According to George Cœdès, Champasak was the origin of the ruling dynasty of Chenla and Vat Phou its spiritual center. Coedès and contemporary scholars refer to the historical annals of the Sui dynasty, which mention Chenla and identify its royal residence to be near a mountain named Ling-jia-bo-po or Lingaparvata, a temple was constructed on its summit. Vat Phou is an enormously impressive Khmer Hindu temple located at the base of Mount Phu Kao in Laos, which leads theorists to speculate that Phu Kao is the mountain that is referenced in the passage and that Wat Phou could be the temple mentioned; however this view is not accepted by modern scholarship.

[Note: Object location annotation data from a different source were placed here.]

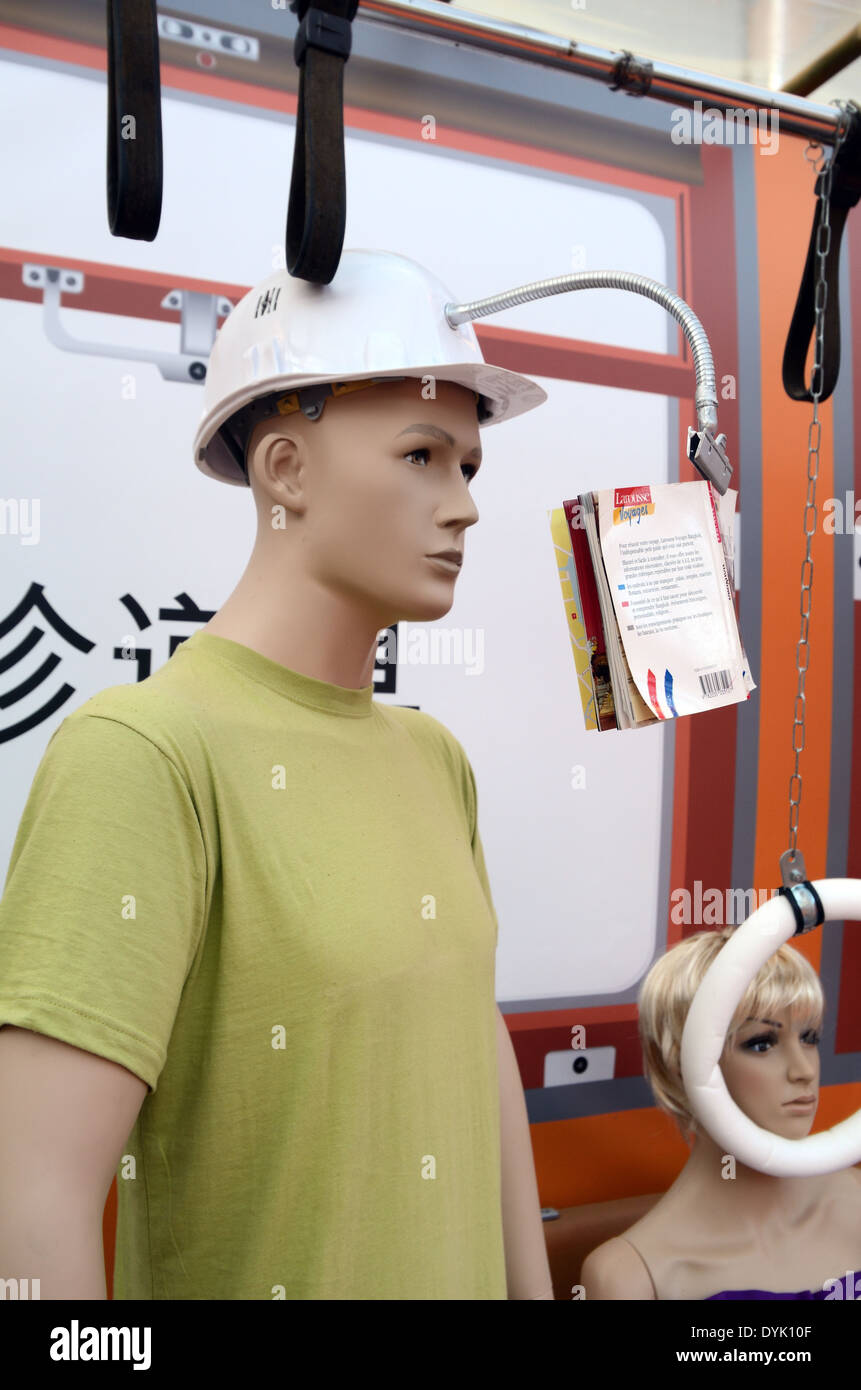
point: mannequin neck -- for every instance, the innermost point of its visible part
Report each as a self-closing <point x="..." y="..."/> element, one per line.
<point x="750" y="1194"/>
<point x="278" y="612"/>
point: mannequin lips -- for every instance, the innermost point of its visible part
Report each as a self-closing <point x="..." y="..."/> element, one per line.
<point x="447" y="560"/>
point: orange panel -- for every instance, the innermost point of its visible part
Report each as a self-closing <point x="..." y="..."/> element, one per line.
<point x="602" y="1157"/>
<point x="785" y="211"/>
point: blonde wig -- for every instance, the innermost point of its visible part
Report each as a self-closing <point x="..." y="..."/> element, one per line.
<point x="785" y="982"/>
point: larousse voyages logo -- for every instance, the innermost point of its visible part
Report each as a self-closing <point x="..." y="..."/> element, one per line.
<point x="632" y="503"/>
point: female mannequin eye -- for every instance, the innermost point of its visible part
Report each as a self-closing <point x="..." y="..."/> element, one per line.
<point x="761" y="1043"/>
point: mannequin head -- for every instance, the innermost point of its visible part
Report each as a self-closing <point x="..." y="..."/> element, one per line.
<point x="356" y="501"/>
<point x="771" y="1051"/>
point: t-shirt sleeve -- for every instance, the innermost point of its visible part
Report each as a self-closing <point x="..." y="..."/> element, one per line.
<point x="470" y="797"/>
<point x="105" y="895"/>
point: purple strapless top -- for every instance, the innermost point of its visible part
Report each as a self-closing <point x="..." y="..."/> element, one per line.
<point x="849" y="1292"/>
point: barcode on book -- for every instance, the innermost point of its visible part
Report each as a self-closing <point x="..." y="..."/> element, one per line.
<point x="715" y="683"/>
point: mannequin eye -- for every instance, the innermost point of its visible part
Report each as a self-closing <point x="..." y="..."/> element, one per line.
<point x="469" y="467"/>
<point x="761" y="1043"/>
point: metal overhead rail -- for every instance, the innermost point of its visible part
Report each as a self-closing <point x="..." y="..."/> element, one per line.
<point x="619" y="70"/>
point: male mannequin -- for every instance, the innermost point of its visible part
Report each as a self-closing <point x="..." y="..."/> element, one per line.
<point x="345" y="527"/>
<point x="341" y="556"/>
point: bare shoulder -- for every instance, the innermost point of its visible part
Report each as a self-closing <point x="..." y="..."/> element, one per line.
<point x="615" y="1271"/>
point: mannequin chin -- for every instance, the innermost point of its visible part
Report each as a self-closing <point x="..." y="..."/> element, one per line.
<point x="349" y="508"/>
<point x="722" y="1228"/>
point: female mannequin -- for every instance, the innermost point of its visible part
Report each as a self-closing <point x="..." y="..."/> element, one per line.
<point x="725" y="1230"/>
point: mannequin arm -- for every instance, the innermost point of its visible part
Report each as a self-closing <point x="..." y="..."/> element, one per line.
<point x="526" y="1264"/>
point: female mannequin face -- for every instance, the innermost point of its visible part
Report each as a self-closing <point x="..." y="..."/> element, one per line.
<point x="369" y="498"/>
<point x="771" y="1064"/>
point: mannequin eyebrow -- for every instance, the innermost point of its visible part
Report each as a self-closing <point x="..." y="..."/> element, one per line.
<point x="441" y="434"/>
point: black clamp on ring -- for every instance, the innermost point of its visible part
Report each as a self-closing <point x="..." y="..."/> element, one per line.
<point x="633" y="74"/>
<point x="806" y="904"/>
<point x="327" y="32"/>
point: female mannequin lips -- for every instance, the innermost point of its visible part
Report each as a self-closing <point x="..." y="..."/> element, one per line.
<point x="444" y="565"/>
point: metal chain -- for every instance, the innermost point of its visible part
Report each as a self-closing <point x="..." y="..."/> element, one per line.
<point x="792" y="861"/>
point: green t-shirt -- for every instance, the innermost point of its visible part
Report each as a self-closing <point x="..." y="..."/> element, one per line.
<point x="266" y="895"/>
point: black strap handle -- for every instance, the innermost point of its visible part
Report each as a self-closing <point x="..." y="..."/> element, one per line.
<point x="316" y="213"/>
<point x="134" y="120"/>
<point x="845" y="193"/>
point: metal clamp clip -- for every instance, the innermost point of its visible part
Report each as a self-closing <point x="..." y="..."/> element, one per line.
<point x="708" y="456"/>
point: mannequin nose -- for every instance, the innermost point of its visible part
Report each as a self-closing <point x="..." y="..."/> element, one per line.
<point x="458" y="506"/>
<point x="801" y="1065"/>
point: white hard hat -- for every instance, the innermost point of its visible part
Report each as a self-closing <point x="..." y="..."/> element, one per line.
<point x="383" y="316"/>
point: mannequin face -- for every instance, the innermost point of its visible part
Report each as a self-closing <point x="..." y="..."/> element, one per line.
<point x="367" y="492"/>
<point x="771" y="1062"/>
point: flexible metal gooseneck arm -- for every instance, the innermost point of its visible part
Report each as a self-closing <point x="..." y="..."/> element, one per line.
<point x="705" y="448"/>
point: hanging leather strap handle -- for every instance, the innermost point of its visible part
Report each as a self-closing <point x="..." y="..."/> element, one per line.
<point x="845" y="193"/>
<point x="134" y="120"/>
<point x="316" y="214"/>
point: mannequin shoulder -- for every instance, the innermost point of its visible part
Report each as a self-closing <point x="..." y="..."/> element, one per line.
<point x="616" y="1271"/>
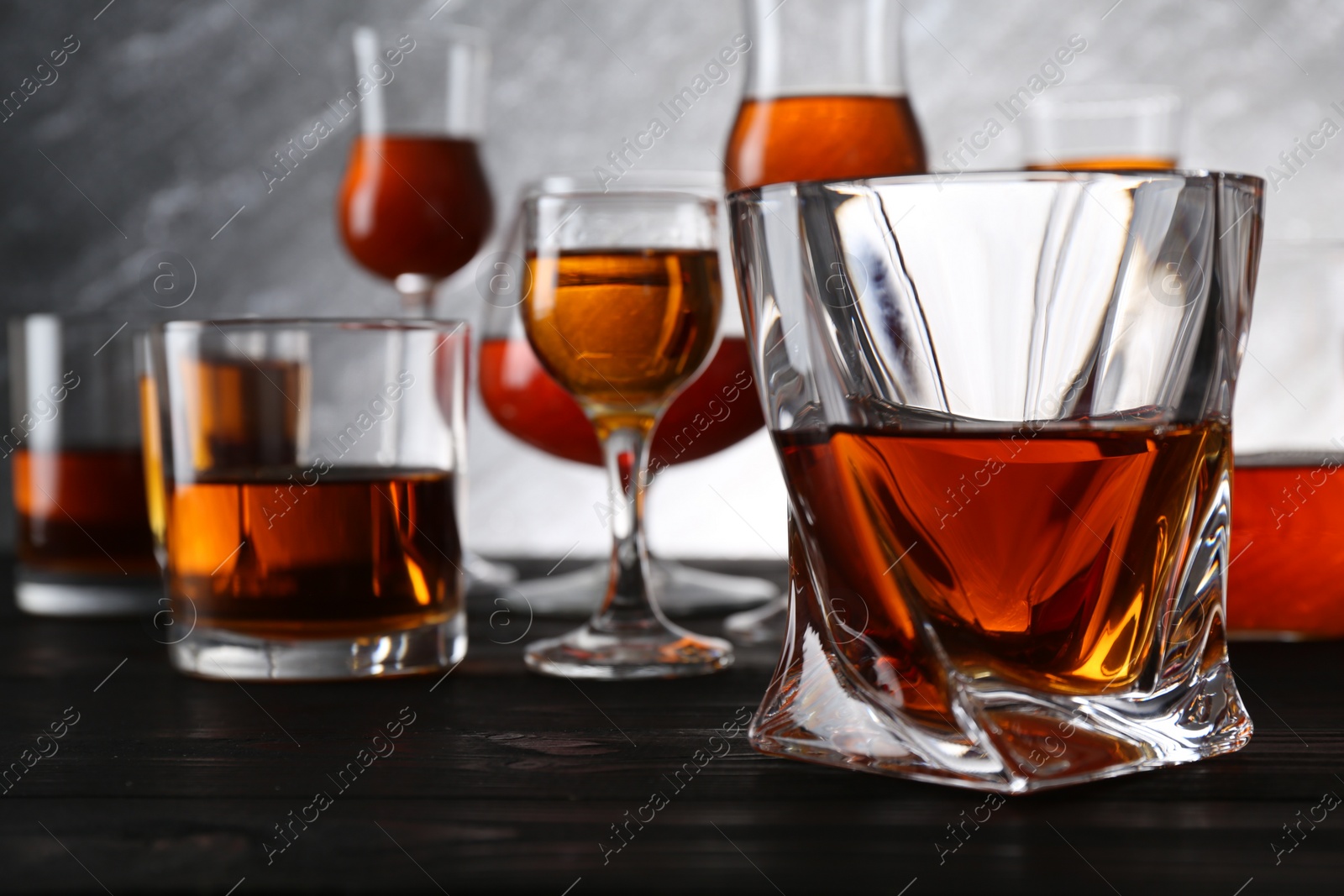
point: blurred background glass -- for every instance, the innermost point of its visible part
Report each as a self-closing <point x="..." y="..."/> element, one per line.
<point x="82" y="530"/>
<point x="414" y="206"/>
<point x="714" y="411"/>
<point x="312" y="473"/>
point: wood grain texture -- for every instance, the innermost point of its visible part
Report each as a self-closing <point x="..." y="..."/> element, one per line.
<point x="508" y="782"/>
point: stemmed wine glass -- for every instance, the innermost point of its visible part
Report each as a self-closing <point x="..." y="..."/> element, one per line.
<point x="717" y="410"/>
<point x="622" y="311"/>
<point x="414" y="206"/>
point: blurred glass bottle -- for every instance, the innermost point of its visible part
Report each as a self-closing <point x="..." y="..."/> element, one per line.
<point x="824" y="98"/>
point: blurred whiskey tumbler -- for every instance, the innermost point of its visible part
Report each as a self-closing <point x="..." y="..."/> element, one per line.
<point x="82" y="531"/>
<point x="309" y="479"/>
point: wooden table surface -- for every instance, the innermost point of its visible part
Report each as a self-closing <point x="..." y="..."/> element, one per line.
<point x="510" y="782"/>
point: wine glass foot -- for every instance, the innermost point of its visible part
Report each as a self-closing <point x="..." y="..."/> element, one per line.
<point x="663" y="652"/>
<point x="682" y="590"/>
<point x="763" y="625"/>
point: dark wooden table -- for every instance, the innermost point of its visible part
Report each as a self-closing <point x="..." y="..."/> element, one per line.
<point x="508" y="782"/>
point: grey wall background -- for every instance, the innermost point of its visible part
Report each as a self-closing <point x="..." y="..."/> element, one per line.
<point x="156" y="128"/>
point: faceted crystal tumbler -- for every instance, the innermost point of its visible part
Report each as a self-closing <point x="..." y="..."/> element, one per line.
<point x="1001" y="403"/>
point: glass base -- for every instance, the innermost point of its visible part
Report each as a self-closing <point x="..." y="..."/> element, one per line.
<point x="1019" y="741"/>
<point x="215" y="653"/>
<point x="51" y="595"/>
<point x="669" y="652"/>
<point x="682" y="590"/>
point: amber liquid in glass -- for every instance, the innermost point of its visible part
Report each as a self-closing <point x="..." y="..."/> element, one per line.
<point x="413" y="204"/>
<point x="620" y="329"/>
<point x="245" y="412"/>
<point x="823" y="137"/>
<point x="82" y="512"/>
<point x="293" y="553"/>
<point x="1045" y="559"/>
<point x="1287" y="569"/>
<point x="718" y="409"/>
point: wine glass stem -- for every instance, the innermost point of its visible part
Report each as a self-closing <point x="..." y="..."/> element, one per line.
<point x="627" y="605"/>
<point x="417" y="295"/>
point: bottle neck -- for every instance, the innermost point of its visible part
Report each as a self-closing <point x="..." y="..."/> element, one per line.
<point x="824" y="47"/>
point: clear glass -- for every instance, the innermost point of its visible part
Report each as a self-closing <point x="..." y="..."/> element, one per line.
<point x="622" y="308"/>
<point x="717" y="410"/>
<point x="82" y="532"/>
<point x="1288" y="516"/>
<point x="1001" y="406"/>
<point x="824" y="94"/>
<point x="311" y="473"/>
<point x="414" y="206"/>
<point x="1095" y="128"/>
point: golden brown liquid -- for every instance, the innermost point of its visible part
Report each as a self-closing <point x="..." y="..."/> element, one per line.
<point x="823" y="137"/>
<point x="622" y="329"/>
<point x="356" y="553"/>
<point x="244" y="412"/>
<point x="1045" y="559"/>
<point x="1112" y="163"/>
<point x="82" y="512"/>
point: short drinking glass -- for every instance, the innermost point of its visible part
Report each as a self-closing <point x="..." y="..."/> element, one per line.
<point x="1001" y="407"/>
<point x="312" y="472"/>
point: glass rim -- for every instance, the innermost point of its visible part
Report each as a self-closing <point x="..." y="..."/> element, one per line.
<point x="448" y="325"/>
<point x="1008" y="175"/>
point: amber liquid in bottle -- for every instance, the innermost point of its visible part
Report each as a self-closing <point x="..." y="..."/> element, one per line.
<point x="1287" y="570"/>
<point x="82" y="512"/>
<point x="622" y="329"/>
<point x="413" y="204"/>
<point x="296" y="553"/>
<point x="1045" y="559"/>
<point x="823" y="137"/>
<point x="717" y="410"/>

Authors Claude Jacques and Michael Vickery question the identification of Phu Kao as Lingjiabopo/Lingaparvata because there are a number of hills in Cambodia that apply to the vague descriptions. Thus, the debate remains and the existence of Chenla as a unitary state or a capital at Vat Phou is questionable. Since there is not much evidence or writings from the time period, not much can be said about the region. The Chinese annals are one of the very few sources scholars can analyze and derive information from.

The people of Chenla, whose base was Champassak in about 550, established their capital city at Isanapura (Sambhupura) by about 600.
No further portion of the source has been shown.